Jordan: Rocket attack suspect arrested
Three others wanted for targeting U.S. ships escape into Iraq
(CNN) -- Jordan has arrested a Syrian man it calls the "prime suspect" in the rocket attack intended for two U.S. warships that killed a Jordanian soldier, but three other suspects escaped into Iraq, authorities in Amman said Monday.
A statement read on state television identified the suspect as Mohammad Abdullah Hassan al-Sihly, a Syrian citizen who lived in Amman.
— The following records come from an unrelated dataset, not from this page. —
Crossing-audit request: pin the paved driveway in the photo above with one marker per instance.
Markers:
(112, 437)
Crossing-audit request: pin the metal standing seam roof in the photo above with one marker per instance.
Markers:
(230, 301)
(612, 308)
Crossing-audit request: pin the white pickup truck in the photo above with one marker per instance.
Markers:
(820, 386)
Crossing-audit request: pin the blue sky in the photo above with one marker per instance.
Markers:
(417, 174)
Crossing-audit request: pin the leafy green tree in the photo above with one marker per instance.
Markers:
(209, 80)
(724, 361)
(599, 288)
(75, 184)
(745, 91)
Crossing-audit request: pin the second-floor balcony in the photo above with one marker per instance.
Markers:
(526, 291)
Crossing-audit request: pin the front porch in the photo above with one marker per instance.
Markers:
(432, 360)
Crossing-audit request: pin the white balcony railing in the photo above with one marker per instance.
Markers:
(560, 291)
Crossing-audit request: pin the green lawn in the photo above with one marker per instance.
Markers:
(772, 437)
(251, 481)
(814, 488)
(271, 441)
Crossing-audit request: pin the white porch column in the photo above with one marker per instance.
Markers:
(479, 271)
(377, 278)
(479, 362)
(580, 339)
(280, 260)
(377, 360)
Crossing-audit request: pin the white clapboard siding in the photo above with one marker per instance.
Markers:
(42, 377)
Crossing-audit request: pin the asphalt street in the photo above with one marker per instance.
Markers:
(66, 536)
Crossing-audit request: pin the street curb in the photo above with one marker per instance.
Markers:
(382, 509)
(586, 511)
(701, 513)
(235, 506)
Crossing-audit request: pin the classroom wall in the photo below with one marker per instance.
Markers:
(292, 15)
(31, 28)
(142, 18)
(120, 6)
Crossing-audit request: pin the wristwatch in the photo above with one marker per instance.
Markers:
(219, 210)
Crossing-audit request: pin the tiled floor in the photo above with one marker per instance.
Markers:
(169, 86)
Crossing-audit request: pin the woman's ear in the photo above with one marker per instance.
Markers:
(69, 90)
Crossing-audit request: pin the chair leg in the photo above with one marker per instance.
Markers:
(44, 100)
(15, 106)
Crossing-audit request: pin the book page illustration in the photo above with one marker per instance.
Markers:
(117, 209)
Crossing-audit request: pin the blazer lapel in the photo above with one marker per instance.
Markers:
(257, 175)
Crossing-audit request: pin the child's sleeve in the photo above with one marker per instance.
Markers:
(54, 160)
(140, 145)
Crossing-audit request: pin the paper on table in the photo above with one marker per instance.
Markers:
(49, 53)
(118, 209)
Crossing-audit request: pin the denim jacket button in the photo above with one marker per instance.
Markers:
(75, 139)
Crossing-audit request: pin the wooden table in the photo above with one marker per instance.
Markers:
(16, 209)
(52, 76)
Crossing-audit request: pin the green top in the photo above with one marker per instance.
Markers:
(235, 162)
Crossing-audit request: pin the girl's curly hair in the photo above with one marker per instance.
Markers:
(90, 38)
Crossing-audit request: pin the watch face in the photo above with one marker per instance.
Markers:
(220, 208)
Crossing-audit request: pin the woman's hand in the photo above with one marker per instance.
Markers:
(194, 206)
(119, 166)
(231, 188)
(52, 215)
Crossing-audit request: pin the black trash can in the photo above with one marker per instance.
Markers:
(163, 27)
Jordan's government said he is connected with a known terrorist group based in Iraq.
His two sons and a fourth man, an Iraqi national identified as their leader, also took part in the attack, authorities said.
Friday's attacks targeted but missed two American vessels moored in the Jordanian port of Aqaba for training exercises in the region.
An al Qaeda-linked group claimed responsibility. (Full story)
The government statement said al-Sihly entered Jordan in December 2004 after being wounded in Iraq, where U.S. troops have battled a persistent insurgency for more than two years since the 2003 invasion that toppled Saddam Hussein.
His sons, Abdullah and Abdulrahman, and Mohammed Hameed Hassan al-Iraqi -- also known as Abu Mukhtar -- entered Jordan in early August, smuggling seven Katyusha rockets into the country, officials said.
Three rockets of that type were fired in Friday's attack on the amphibious assault ship USS Kearsarge and the amphibious transport USS Ashland, authorities said.
The group allegedly rented a warehouse in an industrial district of Aqaba, Jordan's Red Sea port, and set a timer to launch the rockets Friday morning.
Al-Sihly's sons and Abu Mukhtar returned to Iraq after setting the rockets to fire, Jordan's government said.
The group was in "direct contact" with leaders in Iraq, who were kept informed on their progress, the government said.
There were no injuries among the nearly 4,000 sailors or Marines aboard the U.S. vessels.
But one rocket struck a Jordanian military warehouse, killing a Jordanian soldier and severely wounding another. Another rocket landed in the neighboring Israeli port of Eilat, but injured no one.
Earlier Monday, Jordanian authorities said they found a Katyusha rocket launcher they believe was used in the attacks, along with four unlaunched rockets they defused.